Bridges is a global service-learning program that incorporates coursework at Cornell, fieldwork in Nicaragua, and community awareness and fundraising to encourage students to become global citizens. Each spring, student leaders direct and facilitate a two-credit course that explores issues related to Nicaragua, including service-learning, philanthropy, poverty, history and culture.
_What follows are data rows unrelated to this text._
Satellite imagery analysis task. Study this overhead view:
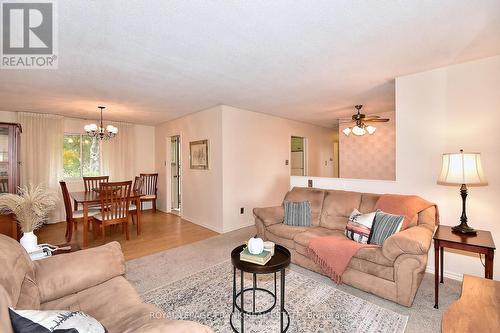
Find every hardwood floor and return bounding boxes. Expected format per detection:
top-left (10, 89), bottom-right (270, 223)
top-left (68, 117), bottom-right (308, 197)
top-left (36, 210), bottom-right (218, 260)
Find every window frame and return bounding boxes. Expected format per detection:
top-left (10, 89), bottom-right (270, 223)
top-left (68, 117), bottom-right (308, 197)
top-left (62, 132), bottom-right (102, 182)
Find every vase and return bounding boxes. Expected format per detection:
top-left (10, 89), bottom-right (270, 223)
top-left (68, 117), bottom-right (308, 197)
top-left (19, 231), bottom-right (38, 253)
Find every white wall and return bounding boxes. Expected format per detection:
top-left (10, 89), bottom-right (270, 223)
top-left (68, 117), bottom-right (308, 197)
top-left (155, 106), bottom-right (223, 232)
top-left (156, 105), bottom-right (334, 233)
top-left (0, 111), bottom-right (17, 123)
top-left (291, 56), bottom-right (500, 280)
top-left (222, 105), bottom-right (336, 232)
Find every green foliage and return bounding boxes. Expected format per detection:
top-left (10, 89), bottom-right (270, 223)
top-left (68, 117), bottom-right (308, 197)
top-left (63, 134), bottom-right (100, 178)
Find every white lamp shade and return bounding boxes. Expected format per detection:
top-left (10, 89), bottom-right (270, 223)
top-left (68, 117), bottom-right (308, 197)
top-left (352, 126), bottom-right (366, 136)
top-left (438, 152), bottom-right (488, 186)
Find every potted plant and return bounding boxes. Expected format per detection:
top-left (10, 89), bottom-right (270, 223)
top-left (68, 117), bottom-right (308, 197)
top-left (0, 184), bottom-right (59, 252)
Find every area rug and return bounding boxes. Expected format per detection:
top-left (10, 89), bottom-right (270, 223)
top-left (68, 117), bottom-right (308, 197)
top-left (141, 261), bottom-right (408, 332)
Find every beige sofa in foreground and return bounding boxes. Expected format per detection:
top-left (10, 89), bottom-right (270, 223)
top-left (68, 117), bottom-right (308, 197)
top-left (0, 235), bottom-right (212, 333)
top-left (254, 187), bottom-right (436, 306)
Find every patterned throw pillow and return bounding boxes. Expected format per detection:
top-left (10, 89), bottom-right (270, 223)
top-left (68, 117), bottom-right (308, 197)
top-left (283, 201), bottom-right (311, 227)
top-left (345, 208), bottom-right (375, 244)
top-left (368, 209), bottom-right (405, 245)
top-left (9, 308), bottom-right (106, 333)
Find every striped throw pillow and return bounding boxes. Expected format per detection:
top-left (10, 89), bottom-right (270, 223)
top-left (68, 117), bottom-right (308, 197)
top-left (344, 208), bottom-right (375, 244)
top-left (368, 209), bottom-right (405, 245)
top-left (283, 201), bottom-right (311, 227)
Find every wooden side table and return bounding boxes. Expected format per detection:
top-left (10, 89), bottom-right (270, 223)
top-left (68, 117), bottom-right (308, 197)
top-left (441, 275), bottom-right (500, 333)
top-left (433, 225), bottom-right (495, 309)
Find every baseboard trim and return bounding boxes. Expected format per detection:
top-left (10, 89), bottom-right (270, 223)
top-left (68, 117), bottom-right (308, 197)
top-left (425, 266), bottom-right (464, 281)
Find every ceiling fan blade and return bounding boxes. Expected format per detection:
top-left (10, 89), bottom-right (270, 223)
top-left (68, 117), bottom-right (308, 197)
top-left (363, 118), bottom-right (390, 123)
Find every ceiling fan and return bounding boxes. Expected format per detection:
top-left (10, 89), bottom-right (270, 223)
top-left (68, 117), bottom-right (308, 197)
top-left (342, 105), bottom-right (390, 136)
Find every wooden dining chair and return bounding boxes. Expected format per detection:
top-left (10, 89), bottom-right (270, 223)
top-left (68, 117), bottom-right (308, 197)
top-left (128, 176), bottom-right (142, 226)
top-left (140, 173), bottom-right (158, 212)
top-left (94, 180), bottom-right (132, 240)
top-left (59, 180), bottom-right (99, 243)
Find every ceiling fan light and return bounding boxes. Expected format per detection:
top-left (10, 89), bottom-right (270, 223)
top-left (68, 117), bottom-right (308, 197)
top-left (352, 126), bottom-right (366, 136)
top-left (85, 124), bottom-right (97, 132)
top-left (366, 125), bottom-right (377, 134)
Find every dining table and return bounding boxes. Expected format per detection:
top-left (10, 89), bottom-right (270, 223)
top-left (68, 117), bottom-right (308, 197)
top-left (69, 190), bottom-right (144, 248)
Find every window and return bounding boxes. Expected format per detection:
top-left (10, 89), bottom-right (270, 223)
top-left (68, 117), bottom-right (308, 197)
top-left (63, 134), bottom-right (100, 178)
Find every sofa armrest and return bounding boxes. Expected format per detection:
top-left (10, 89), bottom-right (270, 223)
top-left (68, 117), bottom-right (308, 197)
top-left (35, 242), bottom-right (125, 303)
top-left (253, 206), bottom-right (285, 227)
top-left (382, 226), bottom-right (432, 260)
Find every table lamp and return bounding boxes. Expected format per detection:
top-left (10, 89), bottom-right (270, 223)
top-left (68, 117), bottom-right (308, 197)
top-left (438, 149), bottom-right (488, 234)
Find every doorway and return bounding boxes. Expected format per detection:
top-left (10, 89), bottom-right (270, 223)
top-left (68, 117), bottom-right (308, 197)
top-left (170, 135), bottom-right (181, 215)
top-left (290, 136), bottom-right (307, 176)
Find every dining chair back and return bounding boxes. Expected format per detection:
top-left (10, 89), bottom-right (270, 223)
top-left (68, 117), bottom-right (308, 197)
top-left (59, 180), bottom-right (98, 243)
top-left (132, 176), bottom-right (142, 193)
top-left (59, 180), bottom-right (73, 221)
top-left (83, 176), bottom-right (109, 192)
top-left (95, 180), bottom-right (132, 240)
top-left (140, 173), bottom-right (158, 211)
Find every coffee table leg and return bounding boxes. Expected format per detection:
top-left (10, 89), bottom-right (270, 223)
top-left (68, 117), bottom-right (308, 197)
top-left (434, 239), bottom-right (439, 309)
top-left (439, 246), bottom-right (444, 283)
top-left (484, 249), bottom-right (495, 280)
top-left (240, 270), bottom-right (245, 333)
top-left (233, 266), bottom-right (236, 312)
top-left (280, 269), bottom-right (285, 332)
top-left (253, 273), bottom-right (257, 312)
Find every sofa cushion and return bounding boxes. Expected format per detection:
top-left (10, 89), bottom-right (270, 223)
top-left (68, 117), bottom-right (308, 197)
top-left (35, 242), bottom-right (125, 302)
top-left (267, 223), bottom-right (309, 240)
top-left (293, 227), bottom-right (394, 267)
top-left (0, 234), bottom-right (40, 310)
top-left (320, 190), bottom-right (363, 231)
top-left (9, 308), bottom-right (106, 333)
top-left (293, 227), bottom-right (345, 246)
top-left (283, 187), bottom-right (325, 226)
top-left (369, 210), bottom-right (405, 245)
top-left (354, 247), bottom-right (394, 267)
top-left (41, 276), bottom-right (210, 333)
top-left (283, 201), bottom-right (311, 227)
top-left (264, 230), bottom-right (295, 250)
top-left (359, 193), bottom-right (382, 213)
top-left (348, 257), bottom-right (394, 281)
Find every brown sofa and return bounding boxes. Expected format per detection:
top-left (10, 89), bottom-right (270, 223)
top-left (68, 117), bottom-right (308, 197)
top-left (0, 235), bottom-right (212, 333)
top-left (254, 187), bottom-right (436, 306)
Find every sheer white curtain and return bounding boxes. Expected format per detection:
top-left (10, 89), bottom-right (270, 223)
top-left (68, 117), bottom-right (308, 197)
top-left (101, 122), bottom-right (136, 181)
top-left (18, 112), bottom-right (64, 223)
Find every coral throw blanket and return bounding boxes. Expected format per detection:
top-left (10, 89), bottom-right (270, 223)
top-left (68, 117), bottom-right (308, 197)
top-left (375, 194), bottom-right (439, 230)
top-left (307, 194), bottom-right (439, 283)
top-left (307, 235), bottom-right (377, 283)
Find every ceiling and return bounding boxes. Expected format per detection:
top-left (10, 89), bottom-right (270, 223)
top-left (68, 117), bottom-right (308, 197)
top-left (0, 0), bottom-right (500, 126)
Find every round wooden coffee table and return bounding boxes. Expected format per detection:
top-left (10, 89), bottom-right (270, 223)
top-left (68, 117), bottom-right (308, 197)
top-left (229, 244), bottom-right (290, 333)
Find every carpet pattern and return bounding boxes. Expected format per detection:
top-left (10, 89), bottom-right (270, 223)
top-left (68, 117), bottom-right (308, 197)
top-left (141, 261), bottom-right (408, 332)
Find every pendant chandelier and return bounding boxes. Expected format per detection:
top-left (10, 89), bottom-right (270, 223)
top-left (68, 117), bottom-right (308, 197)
top-left (84, 106), bottom-right (118, 140)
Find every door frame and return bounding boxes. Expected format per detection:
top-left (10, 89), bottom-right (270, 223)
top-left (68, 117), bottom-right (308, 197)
top-left (164, 132), bottom-right (184, 217)
top-left (288, 134), bottom-right (309, 177)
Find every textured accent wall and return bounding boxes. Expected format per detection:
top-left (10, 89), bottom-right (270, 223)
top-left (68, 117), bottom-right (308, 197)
top-left (339, 112), bottom-right (396, 180)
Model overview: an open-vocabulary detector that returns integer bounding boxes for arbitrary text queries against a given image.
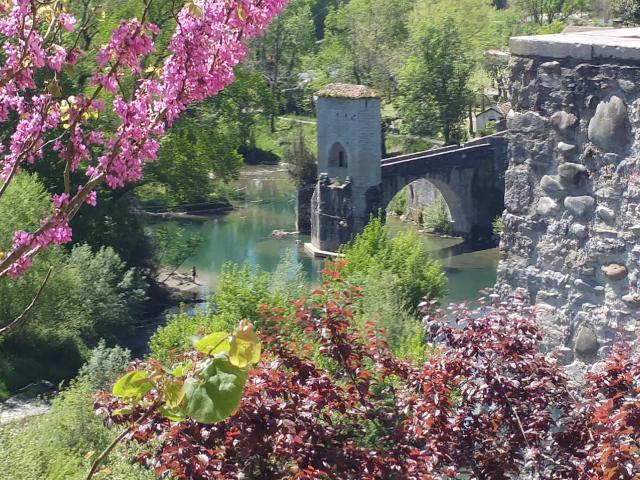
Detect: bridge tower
[307,83,382,254]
Over spring break, the students experience a total immersion in Nicaraguan culture.

"Upon returning to the U.S. from Nicaragua, students engage in important reflection activities during which they evaluate their experiences from living, working alongside and discussing with our host family and community members," the students wrote in their application for the prize.

The group encourages students to develop ideas about the ways they can incorporate their newly developed worldviews into their daily lives, such as thinking about the impact of where they shop and the amount of water and electricity they use.

Moreover, Bridges recruits student leaders with diverse academic majors, class years, races, ethnicities, genders and levels of community involvement. Past and current members represent racial and ethnic backgrounds including Hispanic/Latino, Pacific Islander, African-American, American Indian, Jamaican, Greek and Turkish. International students represent Russia, Germany, India and Mexico. "Through the program [the students] not only experience Nicaraguan culture, but also experience diversification within their own student body," the students wrote.

FootPrints provides shoes and educational supplies to students in underprivileged communities throughout the world. More than half of all students in developing nations attend school barefoot, according to FootPrints. Shoes improve a student's ability to attend school and decrease health problems by preventing foot diseases. For example, going barefoot can contribute to hookworm, a disease that causes intestinal pain, weakness and cognitive impairment.

Footprints has donated more than 3,000 pairs of shoes and school supplies to children in Nigeria, South Africa, Haiti, Dominican Republic, Cameroon and Ghana. Its events have included the Best Foot Forward 5K Walkathon and Marathon, Swish-for-Shoes 3-on-3 Basketball Tournament, TOM's Shoes One Day Without Shoes, and FootPrints' Presents a Multicultural Celebration to Remember.

The Women of Color Conference, titled Brave Bodies: Deconstructing the Intersections of Identity, will take place March 8-9 on campus. The organizers are working to "create unity across boundaries that have been both internally and externally constructed to oppress, but that have also empowered women of color to build pride," the students wrote in their application. "This conference aims to give voice and strength to experiences that are often marginalized and will foster further self-reflection and awareness of issues that affect women of color at Cornell and in the broader world." The conference will include a resource fair, 10 workshops and speakers talking about issues related to the LBGT community and mixed-race identity.

President David Skorton presented the awards. Also speaking at the event were Kent Hubbell '69, the Robert W. and Elizabeth C. Staley Dean of Students, and Thomas W. Jones '69, trustee emeritus, who established the Perkins Prize in 1995 to honor James A. Perkins, Cornell president, 1963-69.